Ahead of “The Antwerp Six” Exhibition, Ann Demeulemeester Shares the Singular Tale of Her Life in Fashion


À Londres

At a certain point, the Golden Spindles were done. We wanted to continue, we wanted really to be real, not making clothes for a contest, but to make clothes to put on the market, to show to the world. We were all very naive, but very ambitious. So everybody tried to make a collection and Geert Bruloot [who co-owned a shoe shop in Antwerp at the time, acted as “troupe leader” to the Six, and is a co-curator of the MoMu] said, ‘Let’s rent a caravan together and then we can go to London.’ The others had already decided to go, but I was pregnant and I didn’t have a collection yet, the only thing I had ready was sunglasses. So they went to London and they took my sunglasses. [It was] in ’86 that they went to London, but I wasn’t there, I was giving birth to my son.

The third time I had my collection ready. At first I was hesitating because my goal was to make a collection and to go to Paris, but then I thought, ‘Okay, maybe it’s nice to go to London,’ because London seemed a bit nicer to me in the sense that if you make a mistake, it’s maybe not such a big deal in London.

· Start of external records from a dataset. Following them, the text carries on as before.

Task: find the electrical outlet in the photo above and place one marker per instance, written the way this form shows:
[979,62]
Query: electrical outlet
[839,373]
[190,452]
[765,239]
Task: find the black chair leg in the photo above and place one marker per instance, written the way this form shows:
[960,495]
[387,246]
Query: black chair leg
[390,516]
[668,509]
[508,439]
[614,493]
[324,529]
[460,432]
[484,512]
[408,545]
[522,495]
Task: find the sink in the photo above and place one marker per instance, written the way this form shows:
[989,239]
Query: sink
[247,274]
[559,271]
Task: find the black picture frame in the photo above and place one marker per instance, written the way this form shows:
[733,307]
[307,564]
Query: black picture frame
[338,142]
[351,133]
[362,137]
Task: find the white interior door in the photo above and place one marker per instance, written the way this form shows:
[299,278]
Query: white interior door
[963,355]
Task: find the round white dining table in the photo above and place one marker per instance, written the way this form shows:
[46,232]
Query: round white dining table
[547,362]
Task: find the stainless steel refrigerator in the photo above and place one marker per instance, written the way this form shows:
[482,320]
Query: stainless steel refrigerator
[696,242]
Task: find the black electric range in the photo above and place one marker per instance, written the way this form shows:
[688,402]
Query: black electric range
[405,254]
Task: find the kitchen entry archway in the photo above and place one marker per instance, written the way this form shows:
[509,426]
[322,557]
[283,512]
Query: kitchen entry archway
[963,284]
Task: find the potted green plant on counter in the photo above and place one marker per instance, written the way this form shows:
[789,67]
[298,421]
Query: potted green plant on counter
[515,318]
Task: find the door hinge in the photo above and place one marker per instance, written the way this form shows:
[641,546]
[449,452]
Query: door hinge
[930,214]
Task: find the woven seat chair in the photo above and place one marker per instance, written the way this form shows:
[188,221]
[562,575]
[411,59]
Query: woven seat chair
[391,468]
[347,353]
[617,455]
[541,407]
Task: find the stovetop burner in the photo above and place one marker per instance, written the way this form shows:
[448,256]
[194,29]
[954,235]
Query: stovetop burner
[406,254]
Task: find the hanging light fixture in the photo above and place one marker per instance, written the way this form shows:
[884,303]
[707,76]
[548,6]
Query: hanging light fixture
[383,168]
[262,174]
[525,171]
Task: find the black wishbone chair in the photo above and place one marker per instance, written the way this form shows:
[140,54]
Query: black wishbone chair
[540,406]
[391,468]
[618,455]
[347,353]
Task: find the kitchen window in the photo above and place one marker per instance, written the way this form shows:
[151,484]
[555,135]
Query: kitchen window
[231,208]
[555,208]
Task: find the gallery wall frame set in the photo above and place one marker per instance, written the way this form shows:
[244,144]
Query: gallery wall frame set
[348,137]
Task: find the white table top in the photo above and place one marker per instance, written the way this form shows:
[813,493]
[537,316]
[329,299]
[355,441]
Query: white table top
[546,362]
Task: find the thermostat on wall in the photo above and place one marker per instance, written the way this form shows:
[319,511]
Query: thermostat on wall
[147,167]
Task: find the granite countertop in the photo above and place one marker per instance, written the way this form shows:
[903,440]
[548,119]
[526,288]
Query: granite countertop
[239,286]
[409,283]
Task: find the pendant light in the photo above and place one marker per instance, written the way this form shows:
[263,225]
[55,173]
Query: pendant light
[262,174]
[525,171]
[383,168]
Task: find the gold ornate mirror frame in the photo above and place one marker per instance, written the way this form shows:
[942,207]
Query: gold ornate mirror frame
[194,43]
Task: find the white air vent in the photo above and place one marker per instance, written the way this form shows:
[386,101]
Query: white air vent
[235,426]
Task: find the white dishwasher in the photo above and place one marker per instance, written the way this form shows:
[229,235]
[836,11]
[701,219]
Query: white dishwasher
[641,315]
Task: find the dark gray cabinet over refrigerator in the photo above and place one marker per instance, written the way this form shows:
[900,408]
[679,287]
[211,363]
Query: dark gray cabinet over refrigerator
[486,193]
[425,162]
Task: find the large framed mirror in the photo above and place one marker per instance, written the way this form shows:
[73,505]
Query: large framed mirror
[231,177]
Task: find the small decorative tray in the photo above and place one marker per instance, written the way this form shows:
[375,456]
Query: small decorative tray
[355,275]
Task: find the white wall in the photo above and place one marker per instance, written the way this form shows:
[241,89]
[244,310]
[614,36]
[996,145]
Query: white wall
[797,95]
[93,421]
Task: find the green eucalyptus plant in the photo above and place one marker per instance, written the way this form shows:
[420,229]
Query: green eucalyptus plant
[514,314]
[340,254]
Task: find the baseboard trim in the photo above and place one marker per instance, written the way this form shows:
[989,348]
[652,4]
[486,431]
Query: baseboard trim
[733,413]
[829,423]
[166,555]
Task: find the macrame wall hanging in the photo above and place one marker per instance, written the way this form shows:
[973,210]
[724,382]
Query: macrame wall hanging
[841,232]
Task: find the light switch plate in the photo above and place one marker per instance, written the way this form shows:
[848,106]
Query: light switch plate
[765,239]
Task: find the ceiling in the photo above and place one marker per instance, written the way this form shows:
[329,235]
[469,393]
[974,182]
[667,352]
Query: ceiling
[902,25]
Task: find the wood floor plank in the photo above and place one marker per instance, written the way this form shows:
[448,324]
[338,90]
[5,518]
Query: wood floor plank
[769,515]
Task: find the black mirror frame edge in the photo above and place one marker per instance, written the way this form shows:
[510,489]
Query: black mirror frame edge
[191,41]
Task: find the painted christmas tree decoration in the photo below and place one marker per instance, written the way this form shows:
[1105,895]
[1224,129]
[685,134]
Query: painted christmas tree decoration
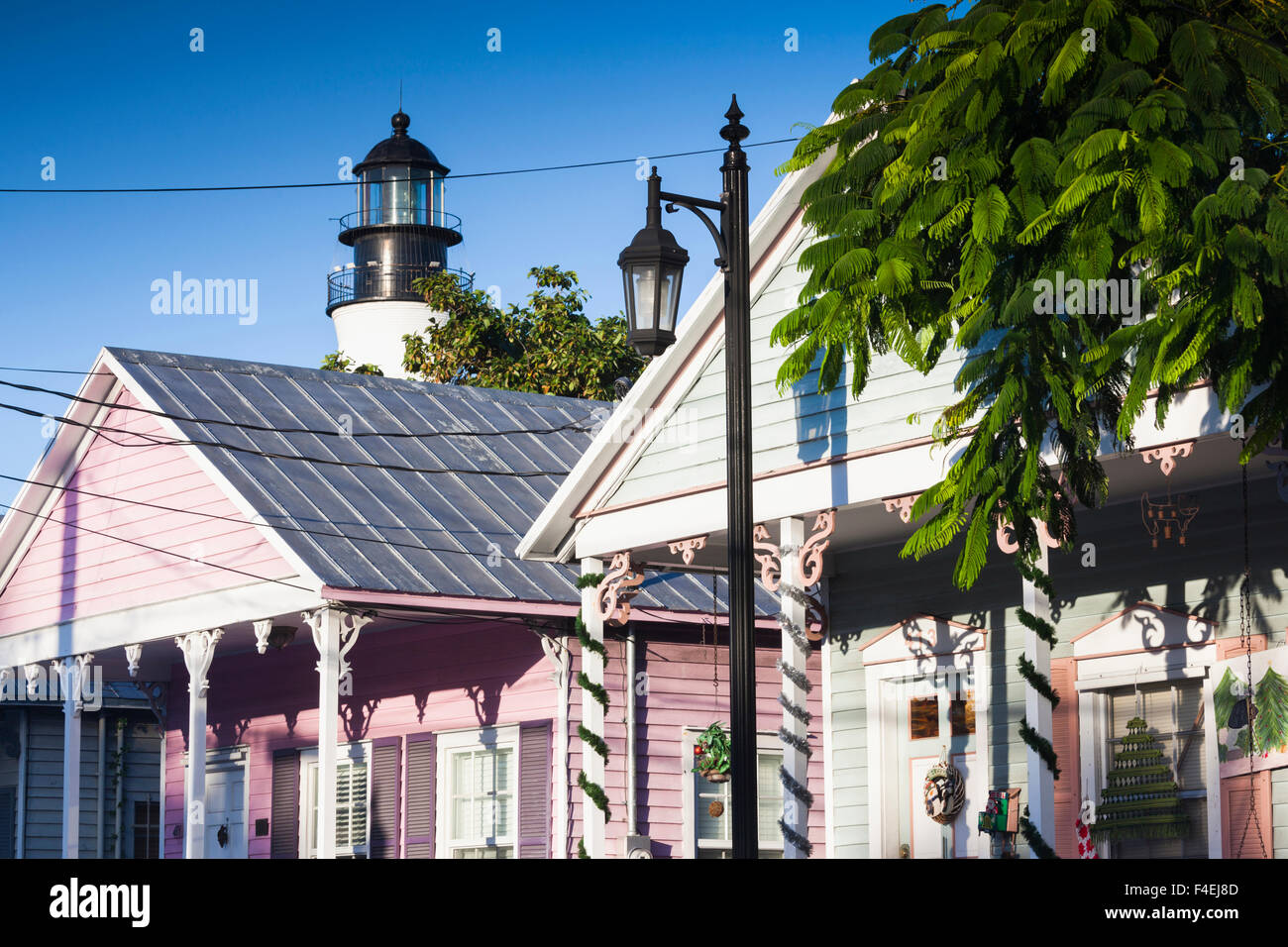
[1140,799]
[1270,725]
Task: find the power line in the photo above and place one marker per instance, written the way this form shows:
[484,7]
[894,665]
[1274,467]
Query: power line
[352,183]
[153,441]
[571,425]
[237,521]
[50,518]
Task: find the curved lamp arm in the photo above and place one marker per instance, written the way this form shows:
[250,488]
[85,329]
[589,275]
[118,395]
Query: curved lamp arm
[696,204]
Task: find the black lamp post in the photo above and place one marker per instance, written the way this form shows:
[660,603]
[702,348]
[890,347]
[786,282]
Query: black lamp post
[652,266]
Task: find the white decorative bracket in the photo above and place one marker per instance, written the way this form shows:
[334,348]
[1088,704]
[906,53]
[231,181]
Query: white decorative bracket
[263,629]
[1167,455]
[198,652]
[902,505]
[557,654]
[618,586]
[351,624]
[133,655]
[71,676]
[1009,545]
[33,673]
[687,548]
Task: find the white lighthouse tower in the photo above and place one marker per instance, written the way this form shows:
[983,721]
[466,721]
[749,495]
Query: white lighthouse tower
[398,234]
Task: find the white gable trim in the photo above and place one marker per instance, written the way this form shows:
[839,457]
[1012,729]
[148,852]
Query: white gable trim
[59,464]
[662,386]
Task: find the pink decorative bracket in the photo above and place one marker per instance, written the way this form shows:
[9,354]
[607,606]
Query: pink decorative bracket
[902,505]
[1167,455]
[618,586]
[768,557]
[809,565]
[687,548]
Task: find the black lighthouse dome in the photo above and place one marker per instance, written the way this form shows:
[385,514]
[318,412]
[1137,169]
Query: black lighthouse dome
[400,230]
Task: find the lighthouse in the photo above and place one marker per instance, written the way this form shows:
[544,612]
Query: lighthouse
[399,234]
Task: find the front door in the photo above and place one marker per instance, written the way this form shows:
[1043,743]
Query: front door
[934,712]
[226,808]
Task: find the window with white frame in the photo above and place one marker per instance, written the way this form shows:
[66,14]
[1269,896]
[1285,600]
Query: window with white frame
[478,792]
[352,800]
[712,834]
[1173,711]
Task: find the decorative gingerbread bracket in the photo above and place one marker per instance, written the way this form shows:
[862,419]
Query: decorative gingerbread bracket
[687,548]
[618,586]
[1167,455]
[902,505]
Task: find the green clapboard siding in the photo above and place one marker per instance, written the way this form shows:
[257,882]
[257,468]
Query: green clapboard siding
[872,589]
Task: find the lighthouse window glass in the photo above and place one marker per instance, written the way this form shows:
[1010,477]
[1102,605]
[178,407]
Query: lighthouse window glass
[398,195]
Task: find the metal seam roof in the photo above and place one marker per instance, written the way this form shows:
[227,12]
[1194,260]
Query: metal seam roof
[455,517]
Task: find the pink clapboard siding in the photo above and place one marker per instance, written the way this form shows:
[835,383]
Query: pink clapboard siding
[681,696]
[71,574]
[406,681]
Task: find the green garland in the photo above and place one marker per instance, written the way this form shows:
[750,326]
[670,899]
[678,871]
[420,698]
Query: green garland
[1044,630]
[592,789]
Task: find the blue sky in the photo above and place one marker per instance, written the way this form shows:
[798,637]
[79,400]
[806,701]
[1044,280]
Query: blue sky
[279,94]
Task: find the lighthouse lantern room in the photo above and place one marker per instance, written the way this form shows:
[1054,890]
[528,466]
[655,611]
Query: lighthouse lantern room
[399,232]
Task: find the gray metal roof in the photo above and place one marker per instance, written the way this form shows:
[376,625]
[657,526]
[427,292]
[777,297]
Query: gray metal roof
[434,532]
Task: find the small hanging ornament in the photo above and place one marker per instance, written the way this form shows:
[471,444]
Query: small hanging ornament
[944,789]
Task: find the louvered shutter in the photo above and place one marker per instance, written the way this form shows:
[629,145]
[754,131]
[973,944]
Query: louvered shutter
[8,813]
[419,839]
[284,830]
[1064,740]
[535,789]
[385,772]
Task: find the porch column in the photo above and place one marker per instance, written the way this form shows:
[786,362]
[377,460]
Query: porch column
[71,676]
[198,651]
[591,714]
[793,608]
[334,633]
[1037,711]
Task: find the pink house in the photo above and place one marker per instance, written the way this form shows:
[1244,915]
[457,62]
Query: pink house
[373,671]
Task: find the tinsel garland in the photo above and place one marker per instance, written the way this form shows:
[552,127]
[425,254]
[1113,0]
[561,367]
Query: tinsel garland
[1044,630]
[797,677]
[592,789]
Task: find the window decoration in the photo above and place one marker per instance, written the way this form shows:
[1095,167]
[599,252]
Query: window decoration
[1141,796]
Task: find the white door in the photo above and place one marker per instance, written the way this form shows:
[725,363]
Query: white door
[226,810]
[932,714]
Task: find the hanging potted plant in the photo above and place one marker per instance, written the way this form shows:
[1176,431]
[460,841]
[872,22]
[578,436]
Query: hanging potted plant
[711,754]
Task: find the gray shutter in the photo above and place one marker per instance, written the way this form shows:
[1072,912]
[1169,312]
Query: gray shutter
[385,766]
[419,841]
[535,789]
[8,813]
[284,830]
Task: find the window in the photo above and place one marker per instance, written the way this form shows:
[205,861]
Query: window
[712,834]
[1173,711]
[147,830]
[478,789]
[352,791]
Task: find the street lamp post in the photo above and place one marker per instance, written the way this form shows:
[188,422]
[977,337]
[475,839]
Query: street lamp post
[652,268]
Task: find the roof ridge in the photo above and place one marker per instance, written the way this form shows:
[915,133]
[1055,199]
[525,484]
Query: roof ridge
[178,360]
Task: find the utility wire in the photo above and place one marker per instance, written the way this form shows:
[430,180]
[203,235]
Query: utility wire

I spent every penny I had to make a little collection and we went to London and we had this little stand at the British designer show. My husband made photos—big photos—and he put them on a little stand and we put a table, two chairs and one rack of clothes. It would be all or nothing because we spent everything we had. It was very special because after five minutes, somebody came in, sat down and started to write orders, and it went on like that for four days.

It was amazing. My first client was Barneys. They sat down and they said, ‘Let’s make an order.’ And I said, ‘Yes, okay.’ And each time I had to convince them to pay upfront or to give me a letter of credit to be able to produce because I was completely self-supporting everything. But they all agreed and thanks to that I could start. I produced my first season and I scotched-taped the boxes, I telexed the invoices because faxes didn’t exist yet—can you imagine?

Each to Their Own

People couldn’t pronounce our names, it was impossible, forget it, they didn’t even start. They just saw that there were six new designers, that all six were very different, and everybody liked somebody of the six, and they just called us the Six because it was so much easier, and it was special because it was six designers coming out of a country where nobody expected anything from. I remember my first clients asked me, ‘Belgium, where is that?’ Even the first time I was in London, I had to explain where Belgium was.

And then it became like a little bit of a myth because everybody had heard of the Six, so every single interview I have done all my life, the first question was about the Antwerp Six. I went crazy; but okay, I’m used to it now, voilà. It has become the story that speaks to the imagination—that there is a group of six kids who just start all by themselves doing everything themselves and everybody in his own way. And some of us had a backer, others had nothing. I mean, we worked to be there. It’s unimaginable in the world we live in now if you see how things function now. Everything is different, but okay, I mean, every time has its particularities.